La cessazione della materia del contendere ha valore pregiudiziale rispetto alla questione di giurisdizione

08 Agosto 2023

La sentenza di appello viene censurata dal ricorrente per avere il Tribunale omesso di dichiarare cessata la materia del contendere quando, invece, tale statuizione sarebbe stata pregiudiziale rispetto a quella sulla giurisdizione.
Massima

La declaratoria di cessazione della materia del contendere, integrando una causa di estinzione preclusiva di ogni possibilità di ulteriore corso del processo, riveste carattere pregiudiziale rispetto alla questione di giurisdizione, la quale è invece necessariamente strumentale alla statuizione di merito sulla domanda, in quanto volta all'individuazione del giudice munito del potere-dovere di decidere il merito della controversia.

Il caso

In primo grado, nell'ambito di un giudizio risarcitorio, la richiesta del danneggiato di chiamare in causa un'altra assicurazione (diversa da quella originariamente citata che aveva eccepito il proprio difetto di legittimazione passiva) veniva respinta e il processo proseguiva tra le parti originarie. Ricevuta l'intimazione di pagamento del contributo unificato relativo alla chiamata in causa di terzo unitamente alla sanzione irrogatagli per l'inadempimento e ritenendo non dovuto il pagamento, stante la mancata autorizzazione alla chiamata medesima, l'attore proponeva ricorso dinanzi alla Commissione Tributaria Provinciale avverso l'intimazione di pagamento e il provvedimento sanzionatorio e , tuttavia, l'ufficio di Equitalia, incaricato della riscossione dal titolare del credito, notificava la cartella di pagamento contro al quale l'attore proponeva ricorso sempre dinanzi alla Commissione Tributaria Provinciale, per l'annullamento. Malgrado ciò, l'agente riscossore notificava il preavviso di fermo amministrativo del veicolo dell'attore che opponeva quest'ultimo provvedimento davanti al Giudice di pace che lo annullava, evidenziando appunto come, non essendo stata autorizzata la chiamata di terzo, non sussisteva l'obbligo di pagare il contributo unificato, condannando Equitalia – che, costituitasi, aveva eccepito il difetto di giurisdizione del giudice ordinario in favore del giudice tributario – alle spese del giudizio.

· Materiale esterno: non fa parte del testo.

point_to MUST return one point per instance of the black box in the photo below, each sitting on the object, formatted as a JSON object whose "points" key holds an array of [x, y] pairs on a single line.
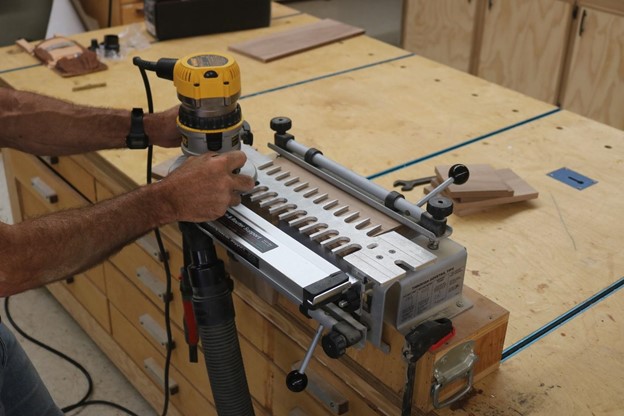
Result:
{"points": [[170, 19]]}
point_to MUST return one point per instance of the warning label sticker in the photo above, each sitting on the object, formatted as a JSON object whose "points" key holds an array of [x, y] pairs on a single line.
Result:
{"points": [[246, 232], [426, 294]]}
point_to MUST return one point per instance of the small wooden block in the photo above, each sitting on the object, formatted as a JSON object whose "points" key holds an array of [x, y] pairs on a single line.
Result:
{"points": [[485, 324], [522, 191], [483, 183], [288, 42]]}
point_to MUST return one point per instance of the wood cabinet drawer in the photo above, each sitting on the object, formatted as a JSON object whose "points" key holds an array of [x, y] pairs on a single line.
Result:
{"points": [[91, 298], [36, 178], [145, 355], [148, 275], [96, 275], [73, 173], [280, 352], [150, 321]]}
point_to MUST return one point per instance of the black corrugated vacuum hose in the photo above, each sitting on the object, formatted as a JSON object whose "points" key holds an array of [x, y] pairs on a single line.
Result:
{"points": [[214, 312]]}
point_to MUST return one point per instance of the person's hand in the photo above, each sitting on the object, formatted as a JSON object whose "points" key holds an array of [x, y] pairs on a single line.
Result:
{"points": [[161, 128], [204, 187]]}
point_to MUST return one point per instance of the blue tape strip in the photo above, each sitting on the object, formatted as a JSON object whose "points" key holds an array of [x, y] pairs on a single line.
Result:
{"points": [[5, 71], [556, 323], [333, 74], [462, 144]]}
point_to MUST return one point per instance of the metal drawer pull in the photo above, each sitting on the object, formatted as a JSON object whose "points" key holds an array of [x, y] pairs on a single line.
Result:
{"points": [[149, 244], [155, 330], [43, 189], [156, 374], [152, 283], [457, 363], [50, 160]]}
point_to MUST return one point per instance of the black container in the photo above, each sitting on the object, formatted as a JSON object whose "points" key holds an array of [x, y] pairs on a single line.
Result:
{"points": [[170, 19]]}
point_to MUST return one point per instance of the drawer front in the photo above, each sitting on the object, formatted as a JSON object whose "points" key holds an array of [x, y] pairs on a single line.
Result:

Agenzia delle Entrate, in qualità di successore di Equitalia S.p.A., proponeva appello deducendo, tra l'altro, l'omessa pronuncia del primo giudice sull'eccezione di giurisdizione.

Instaurato il contraddittorio, all'udienza di precisazione delle conclusioni il resistente rilevava che era sopravvenuta una causa di cessazione della materia del contendere per essere passata in giudicato la sentenza della Commissione Tributaria con cui era stata dichiarata la nullità dell'intimazione di pagamento e della successiva cartella ed era stata accertata la non debenza del contributo unificato nonché, quindi, l'inesistenza dell'obbligazione tributaria su cui era fondato il preavviso di fermo. Chiedeva, dunque, provvedersi in conformità, con condanna dell'Agenzia delle Entrate - Riscossione alle spese del grado.

Il Tribunale ritenendo “preliminare” il vaglio del motivo di appello relativo all'omessa pronuncia del giudice di primo grado sull'eccezione di difetto di giurisdizione, lo riteneva fondato e dichiarava il difetto di giurisdizione del giudice ordinario in favore del giudice tributario.

L'appellato proponeva ricorso in Cassazione.

Le questioni

La sentenza di appello viene censurata dal ricorrente, con il richiamo alla pronuncia delle Sezioni Unite n. 18956/2003, per avere il Tribunale omesso di dichiarare cessata la materia del contendere quando, invece, tale statuizione sarebbe stata pregiudiziale rispetto a quella sulla giurisdizione.

La questione presuppone la disamina di due temi: a) l'inquadramento della pronuncia di cessazione della materia del contendere, nell'alternativa tra portata sostanziale o meramente processuale della statuizione predetta; b) nella delibazione di più questioni di rito quale debba essere previamente vagliata.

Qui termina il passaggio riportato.